I wanna wake up and be able to eat my own fucking breakfast, left over pizza from 2 days ago because i forgot about it the day before. I wanna get in whatever the fuck vehicle I have, pack up my bags and leave until I run out of ideas, when I run out of ideas, I come back to MY house, to MY apartment, whatever the fuck it is and chill. I want to write stories, have a journal of the places I go. I want a fucking laptop and sit and write whatever comes out of my head. I want people to read my ideas, causing a huge discussion at meetings of unimportant people. People that are looked over by the big people but have words that could change how the world turn - Thats something I want to be, too. I'm going to go to places like Arizona and camp out in the desert, New York and hang out in the subways. I want my life to be suburban one day, then hoboish the next. Fuck, I wear pants two days in a row. It isnt all that great. you know why its not all that great? because people tell me not to do it. My life revolves around what others tell me what to do and what not to do because I'm a minor.
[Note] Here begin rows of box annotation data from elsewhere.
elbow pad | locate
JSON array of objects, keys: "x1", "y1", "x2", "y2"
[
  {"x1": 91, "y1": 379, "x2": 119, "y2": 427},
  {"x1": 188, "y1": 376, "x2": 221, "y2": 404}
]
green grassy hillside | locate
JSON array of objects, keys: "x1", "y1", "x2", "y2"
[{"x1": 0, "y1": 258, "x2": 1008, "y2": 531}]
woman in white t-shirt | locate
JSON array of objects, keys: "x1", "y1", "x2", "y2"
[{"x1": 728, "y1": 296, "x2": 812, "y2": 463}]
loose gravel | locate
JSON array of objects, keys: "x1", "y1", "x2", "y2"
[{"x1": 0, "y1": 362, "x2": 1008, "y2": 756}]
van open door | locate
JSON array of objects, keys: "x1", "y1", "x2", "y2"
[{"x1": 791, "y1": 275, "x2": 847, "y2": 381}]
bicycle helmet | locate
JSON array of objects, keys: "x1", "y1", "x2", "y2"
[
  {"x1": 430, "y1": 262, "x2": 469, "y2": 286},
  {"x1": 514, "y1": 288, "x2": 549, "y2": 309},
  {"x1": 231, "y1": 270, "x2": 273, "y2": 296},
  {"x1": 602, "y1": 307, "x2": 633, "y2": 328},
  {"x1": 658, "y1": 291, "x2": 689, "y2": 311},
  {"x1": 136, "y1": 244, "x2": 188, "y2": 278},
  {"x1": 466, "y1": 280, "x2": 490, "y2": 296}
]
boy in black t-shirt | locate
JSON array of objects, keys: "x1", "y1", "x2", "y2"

Fuck being a minor, I'm a person. My mom said yesterday that people dont look at her as a person, only a mother of children. I told her I don't, I look at her as a friend too. She thanked me. - But she still looks at me as merely a son. And I'm sick of being looked at as a family title when I'm so much more, everybody is so much more because they have more to them than a fucking title. That's why I'm getting out of here once I turn 18- an adult. My title won't matter on the roads. I'll be that guy with that girl trying to get away from it all.

And when people ask me my name, I'll tell them it doesn't matter what my name is. Because it's a title.